Uma menina, de 7 anos, que morreu enforcada pela madrasta na sexta-feira (21), no Distrito Federal, havia falado com a mãe pela última vez na véspera do crime. No telefonema, a criança pediu para voltar a morar com ela.

A mãe, Fabiana Marinho, contou à TV Globo que prometeu buscar a filha no dia seguinte.

“Eu disse: ‘Amanhã a mamãe vai te buscar’. E fui buscar minha filha morta”, desabafou.

A madrasta, identificada como Iraci Bezerra dos Santos Cruz, de 43 anos, confessou o crime e se entregou à Polícia Civil do Distrito Federal. Ela afirmou que matou a menina após ouvir que a criança preferia morar com uma vizinha.

Últimos relatos da criança

Fabiana relatou que a filha vinha demonstrando medo e desconforto em permanecer na casa do pai, onde vivia durante a semana por causa da escola. A mãe e os irmãos moram em Valparaíso de Goiás e planejavam levá-la de volta ao fim do ano letivo.

“Ela queria ficar mais comigo. Hoje eu já ia buscar ela. Nos finais de semana, ela estava ficando comigo”, afirmou a mãe.

A irmã da criança, que preferiu não se identificar, disse que a menina chorava antes de retornar para a casa do pai.

“Na segunda-feira ela não queria ir. Dizia: ‘Eu não quero voltar’”, relatou.

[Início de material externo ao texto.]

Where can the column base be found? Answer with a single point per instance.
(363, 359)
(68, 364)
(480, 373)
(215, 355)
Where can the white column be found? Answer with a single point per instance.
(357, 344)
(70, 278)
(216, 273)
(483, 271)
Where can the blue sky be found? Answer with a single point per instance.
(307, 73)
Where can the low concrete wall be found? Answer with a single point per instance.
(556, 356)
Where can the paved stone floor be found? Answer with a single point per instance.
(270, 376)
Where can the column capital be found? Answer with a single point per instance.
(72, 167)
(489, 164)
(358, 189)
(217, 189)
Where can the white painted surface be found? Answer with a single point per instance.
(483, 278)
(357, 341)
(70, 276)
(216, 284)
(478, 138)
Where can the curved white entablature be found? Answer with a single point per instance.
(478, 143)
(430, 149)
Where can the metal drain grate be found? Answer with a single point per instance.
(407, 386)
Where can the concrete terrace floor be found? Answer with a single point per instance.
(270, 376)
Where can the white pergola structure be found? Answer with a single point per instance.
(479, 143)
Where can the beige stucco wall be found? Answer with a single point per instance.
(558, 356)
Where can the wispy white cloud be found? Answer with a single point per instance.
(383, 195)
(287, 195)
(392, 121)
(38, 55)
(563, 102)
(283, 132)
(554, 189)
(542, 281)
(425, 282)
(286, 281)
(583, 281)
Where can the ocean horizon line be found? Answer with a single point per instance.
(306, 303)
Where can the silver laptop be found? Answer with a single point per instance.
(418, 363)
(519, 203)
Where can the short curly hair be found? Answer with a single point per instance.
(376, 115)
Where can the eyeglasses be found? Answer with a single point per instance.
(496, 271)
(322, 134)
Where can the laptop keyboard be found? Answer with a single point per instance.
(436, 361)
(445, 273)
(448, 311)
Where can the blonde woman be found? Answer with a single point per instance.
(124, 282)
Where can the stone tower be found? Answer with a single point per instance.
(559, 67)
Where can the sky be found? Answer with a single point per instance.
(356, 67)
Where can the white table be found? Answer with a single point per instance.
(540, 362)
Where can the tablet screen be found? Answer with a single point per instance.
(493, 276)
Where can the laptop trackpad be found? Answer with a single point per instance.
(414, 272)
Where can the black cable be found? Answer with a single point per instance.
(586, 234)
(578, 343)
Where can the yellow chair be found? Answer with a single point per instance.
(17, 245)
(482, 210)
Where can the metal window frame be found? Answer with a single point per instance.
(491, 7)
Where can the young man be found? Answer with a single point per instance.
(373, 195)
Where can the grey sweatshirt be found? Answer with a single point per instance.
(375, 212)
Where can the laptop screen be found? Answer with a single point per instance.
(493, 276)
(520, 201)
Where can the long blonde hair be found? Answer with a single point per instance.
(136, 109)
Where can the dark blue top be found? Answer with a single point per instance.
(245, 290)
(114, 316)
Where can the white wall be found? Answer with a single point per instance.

Ela também lembrou que a menina já havia contado episódios de comportamento agressivo da madrasta.

Histórico de agressividade e negligência

Fabiana afirma que a madrasta usava drogas e tinha atitudes violentas.

“O pai foi negligente de deixar minha filha com essa mulher. Disseram que ela estava drogada há três dias. Eu quero justiça, quero que ele pague também”, afirmou.

A Polícia Civil confirmou que Iraci tinha um mandado de prisão em aberto no Pará por homicídio contra um ex-companheiro, algo que ela nega. O pai da criança disse, em depoimento, que a convivência entre a mulher e a menina seria “normal”.

‘Amorosa e sensível’

A mãe descreveu a menina como uma criança tranquila e carinhosa.

“Amorosa, educada, sensível. Não tenho nem o que dizer da minha filha. Só quero justiça.”

A irmã reforçou: “Ela não tinha como se defender. Era uma criança sem maldade”.

Investigação e enquadramentos legais

A morte da menina foi classificada como feminicídio, com aplicação da Lei Henry Borel e agravantes como:

– meio cruel

– motivo fútil

– impossibilidade de defesa

– relação de madrasta

– vítima menor de 14 anos

A pena pode chegar a 40 anos de prisão. Após se entregar, Iraci foi encaminhada à carceragem da Polícia Civil e passará por audiência de custódia.